W dzisiejszym wpisie po raz drugi zajrzymy do patchworkowej rodzinki złożonej z borsuków i lisów. Rodzinę tą mieliśmy okazję poznać w pierwszym tomie komiksu "Pan Borsuk i pani Lisica. Spotkanie", który opisywałam tutaj. Dziś natomiast zapraszam na recenzję tomu drugiego, noszącego tytuł "Pan Borsuk i pani Lisica. Rozgardiasz".
Borsuki i lisy uczą się żyć razem. Rodzice, czyli pan Borsuk i pani Lisica nie mają większych problemów z przystosowaniem się do nowej sytuacji, czego nie można powiedzieć o ich dzieciach. Choć relacje pomiędzy Borkiem, Szperaczkiem i Różą nieco się poprawiły, to jednak wciąż jest im ciężko wobec tak wielkich życiowych zmian. Odczuwa je szczególnie Róża, która dotąd była przyzwyczajona do zupełnie innych zasad panujących w domu. Tata borsuków wydaje jej się zbyt zasadniczy i surowy, a małej lisiczce ciężko jest przyzwyczaić się do większej dyscypliny.
Pomimo tego Róży udaje się nawiązać coraz lepszą relację z nowymi braćmi. Borsuki uczą ją jak się kłócić i bić (bo przecież mając rodzeństwo trzeba takie rzeczy umieć!) i wciągają w różne ciekawe przygody. Podczas jednej z takich wspólnych wypraw dzieciaki spotykają prawdziwego tatę lisiczki Róży.

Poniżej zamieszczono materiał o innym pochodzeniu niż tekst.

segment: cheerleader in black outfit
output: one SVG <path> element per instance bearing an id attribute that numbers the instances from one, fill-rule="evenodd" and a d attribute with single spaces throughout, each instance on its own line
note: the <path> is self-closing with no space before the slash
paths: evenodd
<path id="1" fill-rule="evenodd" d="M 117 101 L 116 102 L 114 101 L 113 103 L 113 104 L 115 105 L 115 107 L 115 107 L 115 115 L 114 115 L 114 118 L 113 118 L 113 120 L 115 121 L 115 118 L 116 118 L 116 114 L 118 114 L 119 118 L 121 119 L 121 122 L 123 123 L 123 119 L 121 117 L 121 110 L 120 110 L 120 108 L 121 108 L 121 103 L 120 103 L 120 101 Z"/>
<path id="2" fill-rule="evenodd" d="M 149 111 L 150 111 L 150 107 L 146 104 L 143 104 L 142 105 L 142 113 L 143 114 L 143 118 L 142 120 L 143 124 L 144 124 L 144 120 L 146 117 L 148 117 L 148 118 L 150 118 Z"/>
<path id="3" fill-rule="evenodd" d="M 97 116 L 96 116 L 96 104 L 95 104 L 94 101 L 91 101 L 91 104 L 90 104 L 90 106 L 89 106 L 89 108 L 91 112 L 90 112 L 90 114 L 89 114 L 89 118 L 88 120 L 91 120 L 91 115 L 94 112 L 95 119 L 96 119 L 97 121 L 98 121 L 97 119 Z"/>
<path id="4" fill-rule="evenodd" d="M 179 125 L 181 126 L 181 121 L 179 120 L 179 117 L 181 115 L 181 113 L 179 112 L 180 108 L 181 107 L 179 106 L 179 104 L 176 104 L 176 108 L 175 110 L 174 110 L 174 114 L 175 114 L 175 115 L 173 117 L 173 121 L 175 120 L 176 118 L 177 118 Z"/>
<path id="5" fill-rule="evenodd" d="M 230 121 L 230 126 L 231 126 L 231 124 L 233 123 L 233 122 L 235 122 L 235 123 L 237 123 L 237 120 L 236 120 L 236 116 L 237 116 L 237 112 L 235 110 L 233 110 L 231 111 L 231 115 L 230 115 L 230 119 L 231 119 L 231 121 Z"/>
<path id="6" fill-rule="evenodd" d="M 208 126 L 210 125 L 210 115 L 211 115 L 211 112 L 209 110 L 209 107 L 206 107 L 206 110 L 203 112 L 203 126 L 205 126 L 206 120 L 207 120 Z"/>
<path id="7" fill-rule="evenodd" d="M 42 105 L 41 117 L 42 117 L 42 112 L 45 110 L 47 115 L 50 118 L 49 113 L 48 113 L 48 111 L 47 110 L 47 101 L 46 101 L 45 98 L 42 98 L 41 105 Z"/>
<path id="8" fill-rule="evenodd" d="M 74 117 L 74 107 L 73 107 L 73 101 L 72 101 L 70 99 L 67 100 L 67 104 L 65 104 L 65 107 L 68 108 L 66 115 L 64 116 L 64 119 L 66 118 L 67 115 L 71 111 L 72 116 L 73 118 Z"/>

Ten krótki komiks to opowieść z bardzo ważnym przesłaniem. Świetnie pokazano tutaj emocje związane z życiowymi zmianami. Żyjemy w takich czasach, że rodziny patchworkowe nikogo już nie dziwią i są spotykane coraz częściej. Wszyscy wiemy, że dla dzieci są to niekiedy trudne sytuacje. W tym komiksie mogą one znaleźć odzwierciedlenie swoich uczuć. Dzięki lisiczce i borsukom dzieci mogą zobaczyć, że obawy i problemy z przystosowaniem się do życiowych zmian są normalne i co najważniejsze przejściowe.
Komiks ten ukazał się w serii "Mój pierwszy komiks 5+", co nie oznacza, że jest przeznaczony tylko dla najmłodszych dzieci. Z powodzeniem można go zaproponować również tym nieco starszym. Komiks ma przepiękne ilustracje i niedużo tekstu. Jest ciekawy, pełen humoru. Ma ważne przesłanie, uczy tolerancji, zrozumienia, odnajdywania się w nowych sytuacjach.